Developing firefighter grit requires deliberate practice and stretch goals
Grit – an attitude of determination to never give up – is a key predictor of long-term success
What factors lead to individuals having great success in their lives? Are talent, innate ability, and expertise the most important factors? Or is success more about passion, perseverance, tenacity and the ability to rise up against failure? In her book “Grit: The Power of Passion and Perseverance,” psychology professor Angela Duckworth makes a strong case for the latter.
Through her study of diverse groups, including athletes, entrepreneurs and military academy cadets, Duckworth distills the secret of success to one critical quality – grit.
The key predictor of success
As a graduate student, Duckworth worked with leaders at West Point who were developing methods to predict which candidates would thrive and which would crumble, especially during the intensive seven-week training program cadets experience when they first arrive at academy, known internally as “Beast.”
The West Point admissions process had a system in place to calculate a “Whole Candidate Score,” an assessment that took into account SAT or ACT scores, high school rank, expert appraisal of leadership potential, and objective scores on physical fitness tests. This score, based on innate talent and achievement, was intended as a predicter of who would be most likely to succeed through the four-year program at West Point.
But the Whole Candidate Score did nothing to predict who would successfully make it through Beast. It turned out that talent was not the key factor for success in this brutal initiation period. It was an attitude of determination to never give up – grit.
Fire service applications
Duckworth has spent her professional life researching where grit comes from and how it can be developed in individuals and groups. She ultimately found that grit depends on four factors:
Her findings have much to offer those in the emergency services, either for themselves as individuals, or as leaders of others.
The first quality, interest, is usually not a problem for those who aspire to be firefighters. Talk to most firefighters and they will tell you that they love their jobs; they are passionate about what they do. That firefighting can inspire such passion is proven by the fact that many people do it for little or no pay. And emergency response is inherently interesting. The job involves many different skills, abilities and experiences. No two days are ever exactly alike.
But interest is not enough. The ability to practice skills, even when those skills are not particularly interesting, is a critical factor in developing grit. Effective practice is not just going through the motions, but engaging in focused, whole-hearted, limit-pushing practice that leads to mastery. Weaknesses must be identified and addressed, not just once, but week after week and year after year. Grit has no place for complacency.
To keep such a commitment over time, one must have a deeper sense of purpose beyond just finding something interesting.
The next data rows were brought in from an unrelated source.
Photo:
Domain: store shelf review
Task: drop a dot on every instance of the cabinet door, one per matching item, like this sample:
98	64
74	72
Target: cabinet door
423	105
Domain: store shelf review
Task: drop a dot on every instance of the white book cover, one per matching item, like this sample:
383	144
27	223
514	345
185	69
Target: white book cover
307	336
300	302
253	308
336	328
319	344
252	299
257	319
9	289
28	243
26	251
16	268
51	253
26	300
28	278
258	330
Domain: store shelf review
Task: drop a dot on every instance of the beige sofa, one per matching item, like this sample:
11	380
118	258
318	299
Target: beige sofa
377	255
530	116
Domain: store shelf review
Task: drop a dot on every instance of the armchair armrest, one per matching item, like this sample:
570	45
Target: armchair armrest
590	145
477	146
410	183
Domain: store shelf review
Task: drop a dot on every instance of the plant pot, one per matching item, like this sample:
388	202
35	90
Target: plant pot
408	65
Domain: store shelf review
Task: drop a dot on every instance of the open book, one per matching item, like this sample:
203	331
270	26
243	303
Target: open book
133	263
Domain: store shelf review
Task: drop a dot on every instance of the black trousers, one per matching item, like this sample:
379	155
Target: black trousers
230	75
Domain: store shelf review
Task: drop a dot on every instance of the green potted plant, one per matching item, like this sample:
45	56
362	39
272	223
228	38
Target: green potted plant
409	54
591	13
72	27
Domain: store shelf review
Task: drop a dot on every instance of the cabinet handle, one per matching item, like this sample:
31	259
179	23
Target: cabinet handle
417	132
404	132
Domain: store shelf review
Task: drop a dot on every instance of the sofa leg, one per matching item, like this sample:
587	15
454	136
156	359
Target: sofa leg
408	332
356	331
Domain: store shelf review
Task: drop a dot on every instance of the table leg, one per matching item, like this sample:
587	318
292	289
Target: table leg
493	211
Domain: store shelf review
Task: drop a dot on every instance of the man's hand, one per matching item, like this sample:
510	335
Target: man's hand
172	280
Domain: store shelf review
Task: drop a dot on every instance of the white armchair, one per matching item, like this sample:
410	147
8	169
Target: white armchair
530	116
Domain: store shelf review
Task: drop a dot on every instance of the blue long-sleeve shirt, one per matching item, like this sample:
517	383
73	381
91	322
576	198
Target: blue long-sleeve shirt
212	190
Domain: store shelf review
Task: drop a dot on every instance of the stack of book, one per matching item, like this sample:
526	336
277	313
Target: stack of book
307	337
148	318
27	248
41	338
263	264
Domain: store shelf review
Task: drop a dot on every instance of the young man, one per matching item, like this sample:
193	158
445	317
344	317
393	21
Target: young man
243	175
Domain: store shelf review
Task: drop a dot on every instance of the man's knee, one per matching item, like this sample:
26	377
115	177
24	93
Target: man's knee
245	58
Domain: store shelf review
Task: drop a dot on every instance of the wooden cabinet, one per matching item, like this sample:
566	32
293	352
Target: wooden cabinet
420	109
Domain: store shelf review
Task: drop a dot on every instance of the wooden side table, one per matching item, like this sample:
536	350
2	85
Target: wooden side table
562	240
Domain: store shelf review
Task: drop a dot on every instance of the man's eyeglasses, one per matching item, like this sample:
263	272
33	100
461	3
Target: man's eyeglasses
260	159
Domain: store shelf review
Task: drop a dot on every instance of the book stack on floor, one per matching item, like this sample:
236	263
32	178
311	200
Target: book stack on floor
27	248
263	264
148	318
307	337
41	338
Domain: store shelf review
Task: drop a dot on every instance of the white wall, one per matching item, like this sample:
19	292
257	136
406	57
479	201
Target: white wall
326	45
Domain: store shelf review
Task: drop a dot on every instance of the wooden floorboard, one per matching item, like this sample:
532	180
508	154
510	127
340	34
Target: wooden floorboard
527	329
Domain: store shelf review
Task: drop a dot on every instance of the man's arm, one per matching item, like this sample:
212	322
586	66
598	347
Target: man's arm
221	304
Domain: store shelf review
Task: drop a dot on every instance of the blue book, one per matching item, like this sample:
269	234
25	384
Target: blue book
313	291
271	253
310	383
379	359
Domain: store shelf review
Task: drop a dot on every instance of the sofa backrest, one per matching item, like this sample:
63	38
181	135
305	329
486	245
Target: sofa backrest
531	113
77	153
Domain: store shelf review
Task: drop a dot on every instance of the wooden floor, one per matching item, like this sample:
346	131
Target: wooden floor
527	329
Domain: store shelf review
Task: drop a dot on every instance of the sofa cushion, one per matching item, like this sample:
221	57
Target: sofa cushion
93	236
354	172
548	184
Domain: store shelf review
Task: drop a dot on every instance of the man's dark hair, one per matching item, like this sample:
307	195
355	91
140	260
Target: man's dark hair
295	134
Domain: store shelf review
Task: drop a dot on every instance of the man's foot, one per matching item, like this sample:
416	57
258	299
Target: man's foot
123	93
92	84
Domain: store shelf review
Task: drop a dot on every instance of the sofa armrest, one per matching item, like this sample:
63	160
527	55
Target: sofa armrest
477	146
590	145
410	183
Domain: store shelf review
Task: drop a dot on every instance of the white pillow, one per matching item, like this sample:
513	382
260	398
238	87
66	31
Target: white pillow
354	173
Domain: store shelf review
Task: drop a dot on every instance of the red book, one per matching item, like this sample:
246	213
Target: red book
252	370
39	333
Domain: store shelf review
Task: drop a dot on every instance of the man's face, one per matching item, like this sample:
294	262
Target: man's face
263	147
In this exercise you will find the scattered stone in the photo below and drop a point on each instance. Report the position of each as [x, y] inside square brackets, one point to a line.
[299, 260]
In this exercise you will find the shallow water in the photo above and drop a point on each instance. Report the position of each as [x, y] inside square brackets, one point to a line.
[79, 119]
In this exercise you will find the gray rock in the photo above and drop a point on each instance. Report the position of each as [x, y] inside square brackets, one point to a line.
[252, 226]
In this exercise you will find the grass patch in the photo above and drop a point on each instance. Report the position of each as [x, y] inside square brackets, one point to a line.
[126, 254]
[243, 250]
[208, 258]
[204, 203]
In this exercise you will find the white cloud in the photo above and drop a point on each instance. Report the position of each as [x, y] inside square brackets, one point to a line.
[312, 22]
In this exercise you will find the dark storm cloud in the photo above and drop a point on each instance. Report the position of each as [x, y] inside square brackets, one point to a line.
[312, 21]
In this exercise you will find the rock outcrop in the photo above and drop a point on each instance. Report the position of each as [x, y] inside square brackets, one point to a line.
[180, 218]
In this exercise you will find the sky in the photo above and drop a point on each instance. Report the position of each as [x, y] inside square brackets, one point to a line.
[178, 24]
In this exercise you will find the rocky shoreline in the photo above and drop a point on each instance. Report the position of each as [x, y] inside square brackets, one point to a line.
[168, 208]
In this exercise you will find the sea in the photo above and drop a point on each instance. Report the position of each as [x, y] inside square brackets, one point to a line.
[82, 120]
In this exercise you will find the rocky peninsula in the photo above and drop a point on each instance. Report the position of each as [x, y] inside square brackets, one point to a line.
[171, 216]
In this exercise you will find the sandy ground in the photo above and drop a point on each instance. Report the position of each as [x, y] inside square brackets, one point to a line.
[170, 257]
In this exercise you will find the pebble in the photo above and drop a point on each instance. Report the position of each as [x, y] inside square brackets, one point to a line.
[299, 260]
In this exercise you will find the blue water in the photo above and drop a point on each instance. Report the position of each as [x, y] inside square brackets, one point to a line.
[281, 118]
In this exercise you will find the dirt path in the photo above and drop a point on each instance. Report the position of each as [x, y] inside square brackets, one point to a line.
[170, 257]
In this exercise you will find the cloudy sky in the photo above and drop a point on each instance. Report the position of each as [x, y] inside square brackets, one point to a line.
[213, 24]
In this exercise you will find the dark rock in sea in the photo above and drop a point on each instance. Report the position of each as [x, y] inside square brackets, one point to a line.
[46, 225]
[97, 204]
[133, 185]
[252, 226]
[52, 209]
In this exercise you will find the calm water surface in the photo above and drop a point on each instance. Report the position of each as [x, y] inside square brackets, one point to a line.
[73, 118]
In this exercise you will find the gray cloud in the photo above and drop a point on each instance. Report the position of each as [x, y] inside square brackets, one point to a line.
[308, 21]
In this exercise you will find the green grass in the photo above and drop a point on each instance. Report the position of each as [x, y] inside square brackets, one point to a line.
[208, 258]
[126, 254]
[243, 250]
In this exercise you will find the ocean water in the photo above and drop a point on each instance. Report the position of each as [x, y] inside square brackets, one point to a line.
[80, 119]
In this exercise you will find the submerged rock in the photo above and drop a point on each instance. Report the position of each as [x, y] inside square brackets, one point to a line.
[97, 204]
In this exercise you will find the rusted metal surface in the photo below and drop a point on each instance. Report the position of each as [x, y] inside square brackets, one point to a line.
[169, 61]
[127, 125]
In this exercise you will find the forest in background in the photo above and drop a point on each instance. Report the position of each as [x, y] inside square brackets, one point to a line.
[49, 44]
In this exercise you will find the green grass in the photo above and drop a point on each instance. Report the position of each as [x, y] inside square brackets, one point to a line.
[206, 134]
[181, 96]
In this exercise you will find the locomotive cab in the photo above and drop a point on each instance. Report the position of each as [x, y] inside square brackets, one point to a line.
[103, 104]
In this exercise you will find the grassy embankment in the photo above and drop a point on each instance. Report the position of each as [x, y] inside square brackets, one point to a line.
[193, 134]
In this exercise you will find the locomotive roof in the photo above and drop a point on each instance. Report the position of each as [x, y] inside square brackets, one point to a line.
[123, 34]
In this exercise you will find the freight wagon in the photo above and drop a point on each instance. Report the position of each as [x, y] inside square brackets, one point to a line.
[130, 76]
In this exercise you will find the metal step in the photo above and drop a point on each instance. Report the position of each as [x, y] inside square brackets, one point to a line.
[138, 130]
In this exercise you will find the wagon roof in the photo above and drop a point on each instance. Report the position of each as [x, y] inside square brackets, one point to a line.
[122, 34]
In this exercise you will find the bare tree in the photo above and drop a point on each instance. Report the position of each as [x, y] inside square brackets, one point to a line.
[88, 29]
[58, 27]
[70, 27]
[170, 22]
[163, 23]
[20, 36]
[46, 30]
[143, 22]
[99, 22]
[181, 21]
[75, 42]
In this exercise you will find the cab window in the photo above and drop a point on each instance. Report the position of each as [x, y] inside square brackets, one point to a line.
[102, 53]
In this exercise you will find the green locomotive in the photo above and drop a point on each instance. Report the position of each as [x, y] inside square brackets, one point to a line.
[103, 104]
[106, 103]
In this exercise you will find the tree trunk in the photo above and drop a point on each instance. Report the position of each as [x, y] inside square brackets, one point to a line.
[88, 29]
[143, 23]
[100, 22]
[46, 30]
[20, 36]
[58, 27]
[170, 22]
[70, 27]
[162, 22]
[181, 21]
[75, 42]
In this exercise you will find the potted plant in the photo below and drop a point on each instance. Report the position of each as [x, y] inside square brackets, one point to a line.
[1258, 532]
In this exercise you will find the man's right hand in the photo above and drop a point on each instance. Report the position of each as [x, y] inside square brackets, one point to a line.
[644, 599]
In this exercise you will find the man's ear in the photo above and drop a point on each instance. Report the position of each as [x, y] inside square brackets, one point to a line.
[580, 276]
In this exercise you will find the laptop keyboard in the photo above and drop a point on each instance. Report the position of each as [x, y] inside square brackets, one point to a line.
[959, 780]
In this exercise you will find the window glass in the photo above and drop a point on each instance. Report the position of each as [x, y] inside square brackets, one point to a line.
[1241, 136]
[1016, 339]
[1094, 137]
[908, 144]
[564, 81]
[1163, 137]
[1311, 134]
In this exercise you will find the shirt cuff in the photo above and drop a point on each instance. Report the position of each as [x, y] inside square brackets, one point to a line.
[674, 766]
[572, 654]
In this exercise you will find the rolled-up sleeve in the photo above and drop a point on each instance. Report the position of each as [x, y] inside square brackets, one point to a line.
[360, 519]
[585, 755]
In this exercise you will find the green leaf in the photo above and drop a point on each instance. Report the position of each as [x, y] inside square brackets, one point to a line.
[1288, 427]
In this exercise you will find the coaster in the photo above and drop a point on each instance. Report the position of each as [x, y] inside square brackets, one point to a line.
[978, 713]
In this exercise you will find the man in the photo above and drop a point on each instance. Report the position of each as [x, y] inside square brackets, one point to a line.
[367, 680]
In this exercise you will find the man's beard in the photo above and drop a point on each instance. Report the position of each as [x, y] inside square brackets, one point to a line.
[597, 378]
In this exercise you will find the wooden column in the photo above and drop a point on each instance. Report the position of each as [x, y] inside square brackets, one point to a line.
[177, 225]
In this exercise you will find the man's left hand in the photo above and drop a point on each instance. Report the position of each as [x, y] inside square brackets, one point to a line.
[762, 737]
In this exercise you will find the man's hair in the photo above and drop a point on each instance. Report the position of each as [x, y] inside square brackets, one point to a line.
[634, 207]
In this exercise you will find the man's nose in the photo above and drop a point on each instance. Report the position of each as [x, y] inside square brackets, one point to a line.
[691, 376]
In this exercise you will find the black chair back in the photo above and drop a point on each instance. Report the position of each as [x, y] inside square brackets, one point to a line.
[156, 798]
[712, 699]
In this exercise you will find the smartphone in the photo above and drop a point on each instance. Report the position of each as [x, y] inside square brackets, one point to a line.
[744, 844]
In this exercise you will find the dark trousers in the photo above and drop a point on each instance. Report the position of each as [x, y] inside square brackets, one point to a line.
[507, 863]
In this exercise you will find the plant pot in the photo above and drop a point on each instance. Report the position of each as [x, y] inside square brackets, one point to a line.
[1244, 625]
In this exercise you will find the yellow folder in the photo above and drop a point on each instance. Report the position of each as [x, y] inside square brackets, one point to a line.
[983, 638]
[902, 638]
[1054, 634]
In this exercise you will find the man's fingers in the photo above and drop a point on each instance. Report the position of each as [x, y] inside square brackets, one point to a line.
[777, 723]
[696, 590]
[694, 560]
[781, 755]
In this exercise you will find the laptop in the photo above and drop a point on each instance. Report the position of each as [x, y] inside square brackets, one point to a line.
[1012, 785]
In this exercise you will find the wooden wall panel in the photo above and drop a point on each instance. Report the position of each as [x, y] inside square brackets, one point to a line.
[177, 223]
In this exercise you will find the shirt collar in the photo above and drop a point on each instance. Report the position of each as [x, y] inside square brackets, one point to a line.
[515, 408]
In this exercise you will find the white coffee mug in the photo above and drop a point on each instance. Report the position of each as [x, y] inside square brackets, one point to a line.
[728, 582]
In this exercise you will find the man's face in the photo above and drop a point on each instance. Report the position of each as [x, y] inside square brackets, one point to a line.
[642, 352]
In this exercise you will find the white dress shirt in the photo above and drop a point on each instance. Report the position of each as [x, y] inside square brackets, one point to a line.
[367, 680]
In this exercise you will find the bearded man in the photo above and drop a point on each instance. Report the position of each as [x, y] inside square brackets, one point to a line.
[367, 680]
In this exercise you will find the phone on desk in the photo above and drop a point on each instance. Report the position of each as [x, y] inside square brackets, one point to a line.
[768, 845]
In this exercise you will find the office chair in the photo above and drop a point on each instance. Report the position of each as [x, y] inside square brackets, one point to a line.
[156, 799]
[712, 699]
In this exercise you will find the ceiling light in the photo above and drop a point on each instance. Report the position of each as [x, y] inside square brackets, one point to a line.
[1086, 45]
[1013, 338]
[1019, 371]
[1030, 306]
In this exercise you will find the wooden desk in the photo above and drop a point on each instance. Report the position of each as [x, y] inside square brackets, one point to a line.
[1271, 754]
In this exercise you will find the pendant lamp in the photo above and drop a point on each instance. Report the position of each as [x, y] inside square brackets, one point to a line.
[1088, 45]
Usually, this purpose involves the intention to contribute to the well-being of others. For most firefighters, finding purpose in their work is easy, at least at first. Maintaining a sense of purpose over years or decades can be more of a challenge.
Finally, Duckworth explains hope as a factor in long-term success. Hope, and a sense of faith in a larger purpose beyond your current circumstances, are what keep people going during hard times.
Skip labeling, start customizing
None of these traits are functions of innate talent or ability. All of them can be developed with commitment, guidance and support.
Unfortunately, all of them can also be undone through poor leadership.
Sometimes this undoing can result from leaders recognizing and rewarding the wrong things in new recruits. It is tempting to always recognize the obvious stars in any group – the quick study, the biggest and strongest, the “natural.” Some people are gifted with talents that can serve them well as long as they are not allowed to ride the wave of those talents to the detriment of developing real grit for the long haul.
Duckworth describes the need for everyone to engage in deliberate practice, no matter what their innate skill levels might be. This type of practice must be customized for each individual and include a “stretch goal” that requires that person’s full concentration and effort. So instead of running everyone through the exact same drill over and over, and allowing some members to cruise through it effortlessly, design drills for people that actually challenge them. Where they might actually fail, where they will need informative feedback, and the opportunity to try again and improve in order to succeed.
Leaders need to develop a growth mindset as opposed to one that is fixed. It’s easy to quickly label and categorize people: She’s the smartest. He’s the fastest. Once such labels have been applied, they tend to spill over to all expectations about what that person is capable of. But people who come to assume that they must be naturally good at things may not have the grit to double down to achieve against odds when it most matters.
Of course, labeling happens in a negative sense as well. One early mistake can get someone labeled clumsy or careless or just not that smart. That’s a terrible burden to carry when trying to prove oneself. But for those who rise up against such negative expectations, they often do so because of grit.
A leader’s role
How can leaders best encourage and enable those they work with to develop personal grit? They can recognize effort and tenacity along with talent and ability. They can develop individual challenges that ensure that all members have the ability to succeed – and fail. They can give immediate and informative feedback and support efforts to reflect and improve. They can create a culture in which falling twice and getting up three times can be just as admirable as getting it right the first time.
And perhaps most importantly, they can embrace these values for themselves as well and model these behaviors in everything they do. Only then will grit be something that not only individuals have, but which is embedded and valued within the culture itself.